I am not finding a plain English, side-by-side comparison of the old
and the new. In the absence of that, my
reading is that the change consists of adding the following:
·
A
clarification of an existing requirement that licensees have an employee or
consultant accompanying each group of travelers; i.e. a licensee cannot send a
group to Cuba to be led by a Cuban guide or a foreign national.
·
A clarification
that the program activities must serve one or more of these objectives: enhancing
contact with the Cuban people, supporting civil society, promoting independence from
Cuban authorities.
·
A requirement that applicants (or licensees seeking
renewal) explain, if their itineraries include meetings “hosted by” high-level government
or Party officials, how such meetings serve one or more of the objectives listed
above.
Senator Rubio objected to some programs because they
appeared frivolous and because they did nothing to promote political
change. Actually, the regulations in this
category of travel never included a government requirement that Americans
promote political change as a condition of their travel license.
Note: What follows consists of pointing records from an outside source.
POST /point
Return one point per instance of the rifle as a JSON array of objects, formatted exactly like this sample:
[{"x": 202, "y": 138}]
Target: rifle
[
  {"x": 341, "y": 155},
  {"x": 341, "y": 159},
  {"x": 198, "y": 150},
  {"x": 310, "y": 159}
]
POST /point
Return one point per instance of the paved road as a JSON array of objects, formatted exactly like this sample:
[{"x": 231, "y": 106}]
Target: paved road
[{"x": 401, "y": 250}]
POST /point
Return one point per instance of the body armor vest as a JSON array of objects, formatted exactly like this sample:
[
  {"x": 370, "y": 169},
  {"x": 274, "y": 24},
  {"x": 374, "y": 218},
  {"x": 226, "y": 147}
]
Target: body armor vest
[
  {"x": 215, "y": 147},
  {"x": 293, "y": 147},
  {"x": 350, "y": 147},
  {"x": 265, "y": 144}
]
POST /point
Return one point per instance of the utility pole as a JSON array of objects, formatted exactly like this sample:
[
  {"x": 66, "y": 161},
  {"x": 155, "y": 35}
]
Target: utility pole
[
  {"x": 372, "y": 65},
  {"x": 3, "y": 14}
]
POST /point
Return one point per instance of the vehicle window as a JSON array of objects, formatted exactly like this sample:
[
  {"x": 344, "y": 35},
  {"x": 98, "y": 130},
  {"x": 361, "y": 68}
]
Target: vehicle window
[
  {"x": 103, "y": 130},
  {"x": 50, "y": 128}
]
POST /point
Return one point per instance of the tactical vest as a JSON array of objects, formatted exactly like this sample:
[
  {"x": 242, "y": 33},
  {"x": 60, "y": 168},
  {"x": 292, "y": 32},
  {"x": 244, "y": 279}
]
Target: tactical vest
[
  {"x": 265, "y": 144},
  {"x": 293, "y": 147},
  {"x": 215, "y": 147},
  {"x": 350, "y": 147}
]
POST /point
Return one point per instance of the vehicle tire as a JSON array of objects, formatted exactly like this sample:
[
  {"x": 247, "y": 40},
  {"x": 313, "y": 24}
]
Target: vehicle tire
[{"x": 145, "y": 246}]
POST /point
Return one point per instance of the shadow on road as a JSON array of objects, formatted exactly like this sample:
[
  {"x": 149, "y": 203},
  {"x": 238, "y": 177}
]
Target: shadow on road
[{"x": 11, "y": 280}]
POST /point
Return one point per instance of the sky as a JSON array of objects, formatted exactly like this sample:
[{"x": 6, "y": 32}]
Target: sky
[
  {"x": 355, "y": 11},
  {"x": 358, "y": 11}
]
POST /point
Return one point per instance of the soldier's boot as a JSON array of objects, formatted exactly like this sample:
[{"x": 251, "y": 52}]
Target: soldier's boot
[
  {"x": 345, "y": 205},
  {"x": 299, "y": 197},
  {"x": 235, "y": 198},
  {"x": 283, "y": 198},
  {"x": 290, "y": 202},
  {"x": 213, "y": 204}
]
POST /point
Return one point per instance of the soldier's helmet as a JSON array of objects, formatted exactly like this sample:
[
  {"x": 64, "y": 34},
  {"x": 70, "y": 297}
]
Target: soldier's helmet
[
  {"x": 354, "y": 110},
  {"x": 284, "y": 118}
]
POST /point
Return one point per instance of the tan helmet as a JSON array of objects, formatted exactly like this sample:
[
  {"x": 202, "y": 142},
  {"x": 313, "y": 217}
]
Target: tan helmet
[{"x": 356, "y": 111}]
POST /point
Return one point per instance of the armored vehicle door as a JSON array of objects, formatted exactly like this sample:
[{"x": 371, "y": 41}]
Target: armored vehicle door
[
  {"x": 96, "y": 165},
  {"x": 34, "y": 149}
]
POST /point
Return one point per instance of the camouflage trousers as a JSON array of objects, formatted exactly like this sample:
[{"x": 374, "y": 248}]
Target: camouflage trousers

The requirements were, and they remain, that
the travel involve full-time educational programs with lots of interaction with
Cubans, and the predominant portion of that interaction cannot be with
high-level government or Party officials.
What has been added are explicit mentions of optional objectives
regarding civil society and independence.
The people-to-people category is the way most Americans
not of Cuban descent travel to Cuba.
Cuban Americans travel without restriction, and no one has taken to the
floor of Congress to talk of their “abuses” or to impose a requirement that
they engage in political activity as a condition of their license to travel to
Cuba.
This would all be a lot easier, and a lot more American
I would say, if we simply allowed Americans to travel freely and did not employ
executive branch agencies in regulating their activity. But Cuba policy is a big-government policy,
not a limited-government policy.
For his part, Senator Rubio himself does not go to Cuba,
for visits or politics or otherwise.
Herald story here.
1 comment:
The most silly, dumbest, laughable policy in the world. To think that Congress uses taxpayer resources to get so involved in the personal business of individiual citizens of USA is striking. (all the while preaching small government and "liberty". ) Wild.
The idea that People to people should promote 'political change' is also silly concept and imperialistic in its core conception.